ZAFER BENGİ

ZAFER BENGİ

1 Mayıs korkuları...

Yarın 1 Mayıs Bahar Bayramı...

Yarın 1 Mayıs Emek ve Dayanışma Günü...

Baharla birlikte, biz işçiler dayanışma günümüzü kutlayacağız...

Kısıtlı şartlarla da olsa...

Taksim’de kutlamalara büyük olasılıkla izin verilmeyecek!

Neden mi?

Orada, 1 Mayıs 1977’de kutlama sırasında açılan ateşler sonucu 34 kişi ölmüş, 136 kişi de yaralanmıştı!

Bütün bu gerekçeye rağmen, geçmiş yıllarda bu alanda kutlamalar yapılmıştı!

Büyük ihtimalle, “tedbir olarak” diyecekler ve başka bir yer gösterilecek!

Bence, kolluk kuvvetlerinin denetiminde yapılacak bir törende bir aksilik yaşanmaz, yaşanmaması da gerekir...

Önlemler alınır, denetimler yapılır, işçiler de mazisi acılarla dolu da olsa, 1 Mayıs’ını bu meydanda kutlar!

Vatandaşlar olarak, bizi koruması her yönüyle devletimizin görevi değil mi?

Eğer devletimiz, “Ben koruyamayabilirim” diyorsa, bu çok kötü bir durum...

O halde, devletin varlığından şüphe duyulmaz mı?

***

Ben, 1 Mayıs 1977’de gazeteci olarak, o gün olayları yaşadım...

Kazancı yokuşu özellikle bir felaketti...

O tarihte, DİSK’in düzenlediği 1 Mayıs mitingi sırasında DİSK Genel Başkan Kemal Türkler’di...

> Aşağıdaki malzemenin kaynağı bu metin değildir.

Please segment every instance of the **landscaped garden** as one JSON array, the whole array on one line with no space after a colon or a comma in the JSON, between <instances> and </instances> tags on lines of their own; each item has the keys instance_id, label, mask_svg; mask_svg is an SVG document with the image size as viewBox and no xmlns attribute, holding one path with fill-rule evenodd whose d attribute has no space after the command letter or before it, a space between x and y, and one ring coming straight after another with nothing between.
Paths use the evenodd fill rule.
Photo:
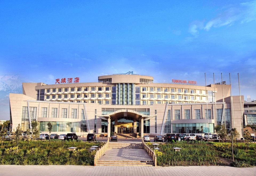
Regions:
<instances>
[{"instance_id":1,"label":"landscaped garden","mask_svg":"<svg viewBox=\"0 0 256 176\"><path fill-rule=\"evenodd\" d=\"M0 144L0 164L93 165L96 151L91 152L90 148L104 144L54 139L22 141L18 144L5 141ZM77 148L69 151L67 148L72 147Z\"/></svg>"},{"instance_id":2,"label":"landscaped garden","mask_svg":"<svg viewBox=\"0 0 256 176\"><path fill-rule=\"evenodd\" d=\"M152 143L146 144L153 148ZM230 143L204 141L177 141L159 144L160 150L155 151L157 165L169 166L227 166L248 167L256 166L256 144L250 143L249 148L244 143L234 145L235 162L233 162ZM173 147L181 149L175 151Z\"/></svg>"}]
</instances>

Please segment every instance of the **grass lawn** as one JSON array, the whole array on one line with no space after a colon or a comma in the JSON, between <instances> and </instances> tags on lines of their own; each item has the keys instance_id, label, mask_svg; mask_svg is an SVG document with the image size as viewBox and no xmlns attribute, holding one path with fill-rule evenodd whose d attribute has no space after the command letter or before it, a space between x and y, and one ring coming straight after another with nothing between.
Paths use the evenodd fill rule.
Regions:
<instances>
[{"instance_id":1,"label":"grass lawn","mask_svg":"<svg viewBox=\"0 0 256 176\"><path fill-rule=\"evenodd\" d=\"M153 148L151 143L147 143ZM230 143L185 141L174 144L160 144L160 152L157 152L157 165L159 166L232 165L232 148ZM175 152L173 147L181 148ZM234 145L234 157L238 163L236 167L256 165L256 145L251 143L246 152L245 144Z\"/></svg>"},{"instance_id":2,"label":"grass lawn","mask_svg":"<svg viewBox=\"0 0 256 176\"><path fill-rule=\"evenodd\" d=\"M0 164L93 165L96 151L90 153L89 149L104 143L57 140L22 141L17 151L15 142L5 141L0 145ZM67 148L71 147L77 147L77 150L69 151Z\"/></svg>"}]
</instances>

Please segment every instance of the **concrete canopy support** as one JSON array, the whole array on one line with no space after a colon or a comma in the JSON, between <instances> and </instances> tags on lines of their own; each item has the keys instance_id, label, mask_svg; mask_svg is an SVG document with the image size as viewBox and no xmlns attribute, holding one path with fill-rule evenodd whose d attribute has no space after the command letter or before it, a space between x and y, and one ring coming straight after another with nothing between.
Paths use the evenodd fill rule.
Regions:
<instances>
[{"instance_id":1,"label":"concrete canopy support","mask_svg":"<svg viewBox=\"0 0 256 176\"><path fill-rule=\"evenodd\" d=\"M143 138L143 136L144 136L144 122L143 118L142 117L141 118L141 137L142 138Z\"/></svg>"},{"instance_id":2,"label":"concrete canopy support","mask_svg":"<svg viewBox=\"0 0 256 176\"><path fill-rule=\"evenodd\" d=\"M108 139L110 137L110 125L111 121L110 120L110 117L109 117L107 119L107 137Z\"/></svg>"}]
</instances>

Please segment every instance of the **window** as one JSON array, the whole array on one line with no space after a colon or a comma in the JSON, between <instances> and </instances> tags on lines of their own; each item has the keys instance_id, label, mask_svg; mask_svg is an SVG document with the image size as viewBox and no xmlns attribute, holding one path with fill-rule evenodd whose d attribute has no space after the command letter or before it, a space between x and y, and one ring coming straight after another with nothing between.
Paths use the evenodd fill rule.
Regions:
<instances>
[{"instance_id":1,"label":"window","mask_svg":"<svg viewBox=\"0 0 256 176\"><path fill-rule=\"evenodd\" d=\"M181 119L181 110L179 109L174 110L174 118L175 120L180 120Z\"/></svg>"},{"instance_id":2,"label":"window","mask_svg":"<svg viewBox=\"0 0 256 176\"><path fill-rule=\"evenodd\" d=\"M45 118L47 117L47 108L42 108L42 112L41 117Z\"/></svg>"},{"instance_id":3,"label":"window","mask_svg":"<svg viewBox=\"0 0 256 176\"><path fill-rule=\"evenodd\" d=\"M205 110L205 119L207 119L207 111L206 109ZM208 109L208 119L211 119L211 109Z\"/></svg>"},{"instance_id":4,"label":"window","mask_svg":"<svg viewBox=\"0 0 256 176\"><path fill-rule=\"evenodd\" d=\"M67 118L67 109L62 108L61 109L61 118Z\"/></svg>"},{"instance_id":5,"label":"window","mask_svg":"<svg viewBox=\"0 0 256 176\"><path fill-rule=\"evenodd\" d=\"M77 118L77 109L71 109L71 118Z\"/></svg>"},{"instance_id":6,"label":"window","mask_svg":"<svg viewBox=\"0 0 256 176\"><path fill-rule=\"evenodd\" d=\"M57 118L57 108L51 108L51 118Z\"/></svg>"},{"instance_id":7,"label":"window","mask_svg":"<svg viewBox=\"0 0 256 176\"><path fill-rule=\"evenodd\" d=\"M201 119L200 109L195 110L195 119Z\"/></svg>"},{"instance_id":8,"label":"window","mask_svg":"<svg viewBox=\"0 0 256 176\"><path fill-rule=\"evenodd\" d=\"M190 119L190 110L185 110L185 119Z\"/></svg>"}]
</instances>

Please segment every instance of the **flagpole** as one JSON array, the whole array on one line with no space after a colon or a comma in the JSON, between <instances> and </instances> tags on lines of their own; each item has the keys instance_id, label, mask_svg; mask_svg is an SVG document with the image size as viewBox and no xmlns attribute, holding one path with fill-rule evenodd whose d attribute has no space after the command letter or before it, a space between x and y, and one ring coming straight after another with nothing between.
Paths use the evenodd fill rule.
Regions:
<instances>
[{"instance_id":1,"label":"flagpole","mask_svg":"<svg viewBox=\"0 0 256 176\"><path fill-rule=\"evenodd\" d=\"M231 93L231 106L232 108L232 122L233 122L233 128L234 128L235 127L235 126L234 125L234 117L233 117L233 115L234 114L234 111L233 110L233 98L232 97L232 88L231 87L231 79L230 78L230 73L229 73L229 83L230 83L230 91Z\"/></svg>"},{"instance_id":2,"label":"flagpole","mask_svg":"<svg viewBox=\"0 0 256 176\"><path fill-rule=\"evenodd\" d=\"M240 108L241 110L241 129L242 131L242 135L243 138L243 111L242 110L242 103L241 102L241 93L240 92L240 82L239 81L239 74L237 73L238 76L238 85L239 87L239 97L240 97Z\"/></svg>"},{"instance_id":3,"label":"flagpole","mask_svg":"<svg viewBox=\"0 0 256 176\"><path fill-rule=\"evenodd\" d=\"M210 135L209 134L209 120L208 119L209 118L208 117L208 92L207 92L207 90L206 89L206 75L205 73L205 93L206 94L206 111L207 113L207 124L208 125L208 139L210 139Z\"/></svg>"},{"instance_id":4,"label":"flagpole","mask_svg":"<svg viewBox=\"0 0 256 176\"><path fill-rule=\"evenodd\" d=\"M222 86L222 101L223 102L223 111L224 114L224 122L225 124L225 129L226 130L226 133L227 133L227 130L226 127L226 118L225 117L225 104L224 103L224 93L223 92L223 81L222 80L222 73L221 73L221 85Z\"/></svg>"}]
</instances>

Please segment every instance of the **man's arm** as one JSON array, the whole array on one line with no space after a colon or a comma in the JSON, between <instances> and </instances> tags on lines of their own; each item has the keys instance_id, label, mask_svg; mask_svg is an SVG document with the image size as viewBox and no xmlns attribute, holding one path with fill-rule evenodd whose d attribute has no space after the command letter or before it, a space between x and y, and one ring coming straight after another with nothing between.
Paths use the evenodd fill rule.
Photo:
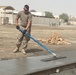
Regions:
<instances>
[{"instance_id":1,"label":"man's arm","mask_svg":"<svg viewBox=\"0 0 76 75\"><path fill-rule=\"evenodd\" d=\"M30 27L30 25L31 25L31 21L28 21L25 30L27 30Z\"/></svg>"},{"instance_id":2,"label":"man's arm","mask_svg":"<svg viewBox=\"0 0 76 75\"><path fill-rule=\"evenodd\" d=\"M27 29L30 27L31 22L32 22L32 15L31 15L31 14L29 14L29 17L28 17L28 23L27 23L27 25L26 25L25 30L27 30Z\"/></svg>"}]
</instances>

Sakin başlayan bir günün akşam saatlerin menfur saldırı gerçekleşti ve 34 canımız öldürüldü...

Hala bu canların failleri gün yüzüne çıkarılmadı, çıkarılamadı...

Rahmetli Kemal Türkler de, 22 Temmuz 1980’de bir suikast sonucu yaşamını yitirdi...

Aradan çok uzun süre geçmesine rağmen, Türkler’i kimin ya da kimlerin öldürttüğü hala su yüzüne çıkmadı ya da çıkarılmadı...

Hala bir türlü çözüme kavuşturamadığım bazı konular var...

O tarihlerin sağ tandanslı, dönemin popüler gazetesi, “Halka ve Olaylara Tercüman”dan zamanın yine çok ünlü sağ görüşlü yazarı rahmetli Ahmet Kabaklı, 1 Mayıs 1977 kutlamalarından önce, “Yarın 1 Mayıs. DİSK, TİP ve CHP militanları, yarın İstanbul, Ankara ve bütün yurdu kana bulaması mümkün, kışkırtma ve tecavüz hareketlerine girişebileceklerdir. Polisle vuruşmalar muhtemeldir, cinayetler işlenebilir, mallara canlara kıyabilirler. Taktik icabı, kendi aralarında dövüşebilirler, saf vatandaşlar bu arada ölebilir” cümleleriyle bir makale yazmıştı...

Yazığı satırlardan “tecavüz” hariç, diğerleri neredeyse aynen gerçekleşti...

Yine aynı gazetede ve aynı tarihde halen "Posta"da yazmaya devam eden Rauf Tamer de, yazısında, “Arabalar tahrip edilecek. Camlar kırılacak. İnşallah aldanırız, ama kanlar akacak” cümlelerine yer vermişti...

Ne kadar ileri görüşlü yazarlarımız...

Bir gün öncesinden olacakları harfiyen görmüşler...

İlginç değil mi?

Bugün gibi geçmişte bir dönemin basını da çok çok farklı değildi...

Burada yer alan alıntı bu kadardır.